Reusing DotEnv Configuration with the Shell
A common security pattern is to add environment-specific configuration and secrets into a local, unversioned file. You’re probably already doing this with a tool called DotEnv. Let’s see how we can reuse that between PHP and the shell.
If you’re using Laravel, or any other recent framework or PHP project, you’re probably familiar with the DotEnv project. If you’ve ever copied a .env.example
file to .env
then you are!
Basically, we can use the .env
file to specify local environment variables for our PHP script - as long as DotEnv is loaded and being initialized.
Sometimes it’s necessary to use those same variables with other tooling - like local shell scripts. Luckily, this is very easy!
Here’s the situation. At the root of our project, we have our .env
file with a URL variable. Then, we have a bin/ping
script that will ping our project via that URL. We don’t want to have to specify it twice. Let’s see how this works.

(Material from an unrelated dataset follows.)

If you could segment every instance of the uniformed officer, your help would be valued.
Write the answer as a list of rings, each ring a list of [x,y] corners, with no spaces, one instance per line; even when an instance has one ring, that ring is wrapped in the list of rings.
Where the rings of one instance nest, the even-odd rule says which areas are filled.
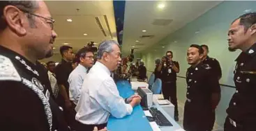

APP_URL=https://my-website.local
#!/usr/bin/env bash
source "`dirname $0`/../.env"
ping $APP_URL
Now, your environment variables are available to the script as well. When you call the dirname
command, you get the current directory of the running script. Since we know where it’s located, and where our .env
file is, we can then use that
to source it. This then makes all of the variables available in the current environment.